En ce qui me concerne, je suis plus bec salé que bec sucré mais je ne crache pas sur certains plaisirs de fins de repas, de quatre heures ou de gourmandises, comme ça, au simple gré de mes envies, sur le moment, quand ça me prend. Mais je suis quand même naturellement plus salé. J’aime plus les plats principaux, les salades composées et les bonnes entrées sans parler des soupes ou des amuse-gueules pour les apéritifs. Mais je ne refuse pas un dessert au café, à la vanille ou à la fraise. Mais pas au chocolat ni à la noix de coco. Et surtout pas si c’est alcoolisé. Parce que bon, je suis plus salé que sucré. Sauf exceptions. Et je peux tout aussi bien manger des préparations sucrées-salées, ça ne me dérange pas a priori. À condition qu’il y ait plus de salé que de sucré.

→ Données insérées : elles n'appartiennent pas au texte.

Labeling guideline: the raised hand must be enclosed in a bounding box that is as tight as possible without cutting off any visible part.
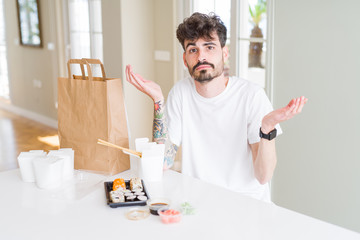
[125,65,164,102]
[261,96,308,133]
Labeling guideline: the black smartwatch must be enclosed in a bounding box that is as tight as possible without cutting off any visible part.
[259,127,277,141]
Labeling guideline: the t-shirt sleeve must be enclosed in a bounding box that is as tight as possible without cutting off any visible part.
[166,88,182,146]
[247,89,282,144]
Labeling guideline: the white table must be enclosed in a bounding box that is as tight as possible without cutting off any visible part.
[0,169,360,240]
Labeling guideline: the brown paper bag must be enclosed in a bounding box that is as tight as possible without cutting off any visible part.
[58,59,130,174]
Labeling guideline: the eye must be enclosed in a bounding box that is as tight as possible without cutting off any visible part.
[189,48,197,53]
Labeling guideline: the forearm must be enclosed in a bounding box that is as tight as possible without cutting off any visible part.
[254,139,277,184]
[153,100,178,169]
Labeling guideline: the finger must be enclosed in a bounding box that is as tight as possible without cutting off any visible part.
[128,66,141,88]
[293,97,303,114]
[285,98,296,115]
[126,65,144,92]
[125,65,131,83]
[297,97,307,113]
[130,72,145,89]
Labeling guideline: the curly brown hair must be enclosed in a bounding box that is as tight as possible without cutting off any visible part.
[176,12,227,50]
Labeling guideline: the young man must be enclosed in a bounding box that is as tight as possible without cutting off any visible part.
[126,13,307,201]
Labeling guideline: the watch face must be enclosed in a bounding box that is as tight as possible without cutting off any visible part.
[269,128,277,140]
[260,128,277,141]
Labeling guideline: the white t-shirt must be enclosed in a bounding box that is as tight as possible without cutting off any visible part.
[166,77,281,201]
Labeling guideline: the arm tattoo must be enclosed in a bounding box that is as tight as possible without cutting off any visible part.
[153,100,178,169]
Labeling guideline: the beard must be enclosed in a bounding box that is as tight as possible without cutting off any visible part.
[188,62,224,83]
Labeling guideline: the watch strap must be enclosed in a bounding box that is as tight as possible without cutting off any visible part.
[259,127,277,141]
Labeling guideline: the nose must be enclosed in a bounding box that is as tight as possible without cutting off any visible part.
[198,49,206,62]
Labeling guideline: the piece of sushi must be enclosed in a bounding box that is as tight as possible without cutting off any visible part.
[113,178,126,191]
[111,194,125,203]
[124,192,134,197]
[134,191,145,196]
[137,196,147,201]
[130,178,143,191]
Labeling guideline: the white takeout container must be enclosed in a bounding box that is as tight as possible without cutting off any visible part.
[135,138,165,182]
[18,150,46,182]
[32,156,64,189]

Est-ce que je préfère rentrer chez moi en tram ou par le bus, quand je suis en ville, comme aujourd’hui ? Dans tous les cas, quand ce n’est pas l’hiver, c’est à vélo que je préfère me déplacer mais là, vu qu’il a disparu de la circulation, à moins de faire de l’R-vélo, je n’ai plus que deux choix possibles : en tram ou par le bus. Ou encore à pieds mais là, même pour prendre le tram ou le bus, il faut que j’y aille à pinces, alors… Non, j’aime bien le tram car il me semble qu’il y en a plus souvent et pour aller à certains endroits, il me dépose plus près. En revanche, ce que j’aime dans le bus, c’est que pour aller dans certains autres endroits, c’est lui qui est le plus près. Mais des fois, on l’attend plus longtemps.  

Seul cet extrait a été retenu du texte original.